My post below (admittedly kinda over-the-top, even for me) is making me think about the nature of hatred, and fear, and intolerance, and racism, and all of the other negative -isms.
Some thoughts:
1) I can thank those generations of students for my healthy liver function and relative lack of facial wrinkles.
2) When one particular group of people has caused problems for you over the course of many years (or, as in the case of the Middle East, since the beginning of recorded time), it becomes easy to understand how hatred and misunderstanding can arise, and become cemented into a culture, or into a person's heart. And it's difficult (as that person) to not want to retaliate. I certainly retaliated against those students; in elementary school, I spent hours cleaning student-generated garbage off my street, and dumping it in piles on their porches. I felt bad about it, but I thought (in my elementary-school-aged logic) that it was what they deserved, and that it might teach them a lesson, get them to think about what they were doing. Of course, it probably just pissed them off, and made them more likely to deliberately throw their beer cans on the ground. Vengeance (as much as I love that movie) does not help anyone, and indeed only succeeds in widening the gaps between people.
3) In the same vein, I’ve found that approaching someone in anger [about a problem], or even with the self-righteous intention of ‘teaching them a lesson’ or 'helping them to be more self-aware', is much less productive than approaching them in love, and also ends up feeling pretty crappy.
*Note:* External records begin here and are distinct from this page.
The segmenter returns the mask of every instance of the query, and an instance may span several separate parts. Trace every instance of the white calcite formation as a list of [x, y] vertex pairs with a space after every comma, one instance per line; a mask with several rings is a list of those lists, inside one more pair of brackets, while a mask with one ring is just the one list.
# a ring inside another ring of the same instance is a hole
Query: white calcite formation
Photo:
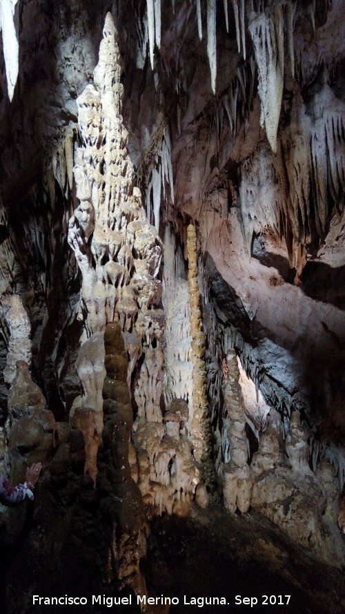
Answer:
[[4, 380], [12, 384], [16, 374], [16, 363], [25, 361], [31, 365], [31, 325], [21, 299], [18, 294], [3, 296], [1, 303], [9, 329], [10, 338]]
[[223, 466], [223, 497], [229, 512], [248, 512], [251, 499], [253, 475], [248, 461], [246, 434], [246, 413], [236, 354], [228, 349], [227, 376], [224, 390], [226, 408], [225, 436], [229, 443], [230, 460]]
[[14, 21], [17, 1], [18, 0], [1, 0], [0, 2], [0, 30], [2, 31], [7, 90], [10, 101], [14, 93], [19, 62], [19, 49]]
[[[161, 184], [157, 198], [153, 188], [155, 228], [147, 220], [140, 191], [134, 185], [128, 135], [120, 115], [120, 75], [116, 31], [108, 16], [95, 86], [88, 86], [77, 101], [83, 144], [77, 150], [73, 173], [79, 204], [69, 222], [68, 242], [82, 276], [78, 317], [84, 322], [84, 332], [76, 363], [82, 394], [75, 401], [71, 415], [88, 438], [86, 455], [92, 457], [87, 458], [86, 472], [95, 477], [94, 443], [98, 440], [91, 432], [92, 425], [89, 425], [90, 409], [94, 410], [96, 432], [100, 434], [105, 374], [102, 332], [107, 323], [117, 318], [129, 357], [128, 385], [141, 356], [134, 392], [137, 415], [131, 452], [132, 455], [137, 450], [138, 462], [132, 459], [133, 477], [145, 502], [153, 510], [184, 513], [195, 488], [195, 468], [185, 429], [188, 409], [179, 419], [171, 411], [164, 418], [161, 409], [165, 314], [157, 308], [162, 291], [157, 277], [163, 243], [156, 229]], [[161, 159], [164, 186], [169, 170], [163, 154]], [[188, 334], [187, 341], [184, 338], [184, 335], [182, 345], [189, 343]], [[184, 352], [188, 354], [187, 346]], [[186, 362], [187, 356], [184, 358]], [[188, 397], [186, 388], [180, 387], [179, 394], [176, 388], [171, 392], [172, 403], [176, 398]]]
[[277, 130], [284, 84], [283, 7], [273, 8], [250, 15], [249, 32], [257, 65], [261, 99], [260, 124], [265, 126], [272, 151], [277, 152]]
[[188, 405], [189, 423], [193, 382], [188, 283], [181, 249], [170, 225], [164, 234], [162, 300], [166, 314], [164, 399], [166, 405], [173, 399], [184, 399]]

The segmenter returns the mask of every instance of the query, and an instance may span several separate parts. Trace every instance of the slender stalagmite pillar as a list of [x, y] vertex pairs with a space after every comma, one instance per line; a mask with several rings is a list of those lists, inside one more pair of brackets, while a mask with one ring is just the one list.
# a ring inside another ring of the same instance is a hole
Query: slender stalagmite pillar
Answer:
[[200, 292], [197, 280], [197, 233], [193, 224], [190, 224], [188, 227], [187, 251], [193, 364], [193, 416], [190, 432], [194, 458], [200, 470], [201, 481], [206, 485], [212, 485], [215, 483], [215, 474], [211, 458], [212, 434], [204, 357], [205, 334], [202, 330]]

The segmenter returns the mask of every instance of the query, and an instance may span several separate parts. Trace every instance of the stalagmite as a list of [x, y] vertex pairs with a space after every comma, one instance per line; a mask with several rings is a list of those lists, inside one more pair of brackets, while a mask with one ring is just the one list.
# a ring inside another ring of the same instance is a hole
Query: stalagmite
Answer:
[[202, 40], [201, 7], [200, 0], [197, 0], [197, 32], [199, 40]]
[[253, 476], [248, 464], [248, 443], [246, 435], [246, 414], [239, 385], [239, 371], [235, 352], [228, 349], [226, 356], [228, 376], [224, 401], [228, 416], [228, 438], [230, 462], [223, 467], [224, 505], [235, 513], [248, 512], [251, 499]]
[[217, 78], [216, 0], [207, 0], [207, 55], [211, 73], [211, 88], [215, 95]]
[[228, 0], [224, 0], [224, 15], [225, 15], [225, 25], [226, 28], [226, 32], [229, 32], [229, 14], [228, 12]]
[[193, 454], [200, 470], [201, 481], [212, 486], [215, 470], [211, 458], [212, 434], [210, 408], [207, 399], [207, 382], [204, 354], [205, 334], [202, 331], [200, 292], [197, 280], [197, 247], [195, 227], [188, 229], [188, 289], [190, 303], [190, 333], [193, 363], [193, 415], [190, 428]]
[[2, 31], [7, 90], [10, 101], [13, 98], [19, 70], [19, 48], [14, 22], [17, 1], [18, 0], [1, 0], [0, 2], [0, 30]]

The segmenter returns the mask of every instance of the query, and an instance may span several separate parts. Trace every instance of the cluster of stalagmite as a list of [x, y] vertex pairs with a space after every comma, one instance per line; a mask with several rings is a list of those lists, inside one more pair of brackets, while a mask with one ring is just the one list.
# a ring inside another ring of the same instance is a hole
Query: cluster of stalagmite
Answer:
[[215, 472], [211, 456], [212, 434], [204, 358], [206, 338], [202, 330], [200, 292], [197, 279], [197, 233], [193, 224], [188, 225], [187, 233], [191, 358], [193, 364], [193, 415], [190, 434], [193, 438], [193, 456], [200, 469], [201, 481], [210, 485], [214, 481]]
[[[73, 173], [79, 204], [69, 222], [68, 242], [82, 275], [78, 318], [84, 327], [76, 363], [82, 394], [75, 400], [70, 415], [88, 440], [86, 472], [95, 479], [104, 414], [102, 332], [107, 323], [117, 318], [129, 358], [127, 387], [134, 379], [137, 416], [134, 447], [130, 444], [130, 450], [132, 476], [145, 503], [155, 512], [174, 509], [184, 513], [195, 488], [195, 468], [185, 428], [188, 408], [185, 401], [181, 414], [168, 407], [164, 416], [161, 408], [165, 316], [157, 308], [162, 292], [157, 276], [163, 243], [156, 229], [160, 187], [158, 197], [153, 191], [155, 228], [141, 205], [140, 191], [134, 186], [135, 173], [126, 148], [116, 36], [108, 15], [95, 86], [88, 86], [77, 101], [83, 142], [77, 151]], [[163, 173], [163, 180], [164, 177]], [[150, 198], [149, 191], [148, 202]], [[136, 368], [137, 364], [140, 366]], [[173, 395], [172, 402], [175, 399]]]

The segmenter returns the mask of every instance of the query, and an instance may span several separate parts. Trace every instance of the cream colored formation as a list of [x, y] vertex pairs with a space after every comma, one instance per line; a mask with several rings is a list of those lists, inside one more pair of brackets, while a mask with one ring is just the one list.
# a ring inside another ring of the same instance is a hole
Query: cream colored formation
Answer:
[[[86, 471], [95, 479], [103, 428], [103, 332], [117, 318], [129, 358], [128, 385], [141, 358], [133, 375], [137, 411], [134, 447], [129, 449], [132, 474], [154, 513], [186, 513], [195, 488], [186, 428], [188, 408], [186, 400], [173, 396], [164, 416], [161, 410], [165, 314], [157, 308], [162, 293], [157, 277], [163, 243], [148, 222], [140, 191], [134, 185], [120, 114], [123, 86], [116, 36], [108, 14], [95, 86], [88, 85], [77, 101], [83, 142], [73, 169], [79, 204], [69, 222], [68, 242], [82, 275], [77, 317], [84, 326], [76, 363], [82, 394], [71, 416], [87, 438]], [[157, 227], [158, 215], [156, 207]]]
[[212, 460], [212, 434], [210, 407], [207, 398], [207, 377], [204, 361], [205, 334], [202, 330], [200, 292], [197, 280], [197, 233], [193, 224], [188, 229], [188, 289], [190, 303], [190, 334], [193, 364], [193, 415], [190, 428], [193, 457], [200, 471], [201, 481], [211, 486], [215, 481]]

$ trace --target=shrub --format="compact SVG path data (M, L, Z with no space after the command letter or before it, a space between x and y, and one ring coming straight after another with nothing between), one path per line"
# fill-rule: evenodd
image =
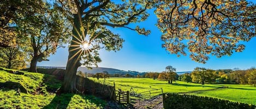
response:
M168 93L164 99L164 108L176 109L255 109L256 106L247 104L231 102L207 97Z

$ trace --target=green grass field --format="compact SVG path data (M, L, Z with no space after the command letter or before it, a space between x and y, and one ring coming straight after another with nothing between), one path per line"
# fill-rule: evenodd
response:
M53 75L24 72L16 75L0 70L0 82L17 82L28 94L17 94L16 89L0 88L0 108L103 108L106 101L92 95L62 94L51 91L59 88L61 81Z
M16 89L0 88L0 108L102 108L106 101L92 95L82 95L73 94L62 94L57 95L53 91L59 88L61 81L51 75L24 72L25 75L16 75L0 70L0 82L10 81L22 85L28 92L28 94L17 95ZM103 79L97 80L102 84ZM173 84L167 81L146 78L116 78L106 79L105 84L114 85L116 89L129 91L131 87L136 93L162 88L164 93L189 93L200 96L207 96L232 101L238 101L249 104L256 104L256 87L242 85L202 85L200 84L187 83L176 81ZM228 88L215 88L227 86ZM208 91L209 90L210 91Z
M103 79L97 80L96 78L90 78L95 81L104 82ZM228 88L213 91L200 91L198 93L190 93L200 96L207 96L229 100L232 101L244 102L249 104L256 104L256 87L243 85L202 85L200 84L187 83L176 81L174 84L168 84L167 81L153 80L146 78L115 78L106 79L105 84L114 85L116 88L123 91L129 91L132 87L135 88L137 93L150 89L163 88L164 93L189 92L196 91L203 91L227 86Z
M256 87L245 85L222 85L227 88L201 92L192 94L227 99L232 101L256 105Z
At first, there's a sense of exhilaration; the relief of having gotten something off your chest. But then (for me, at least) it quickly sours, often becoming a feeling of embarrassment at having exposed my own negative emotions and lack of control so publicly. And it usually makes the other person feel pretty crappy about themselves too, and often defensive or hurt (and therefore completely closed to the possibility of having any kind of personal revelation or positive learning experience).
Here endeth… today's sequence of fever-induced thoughts.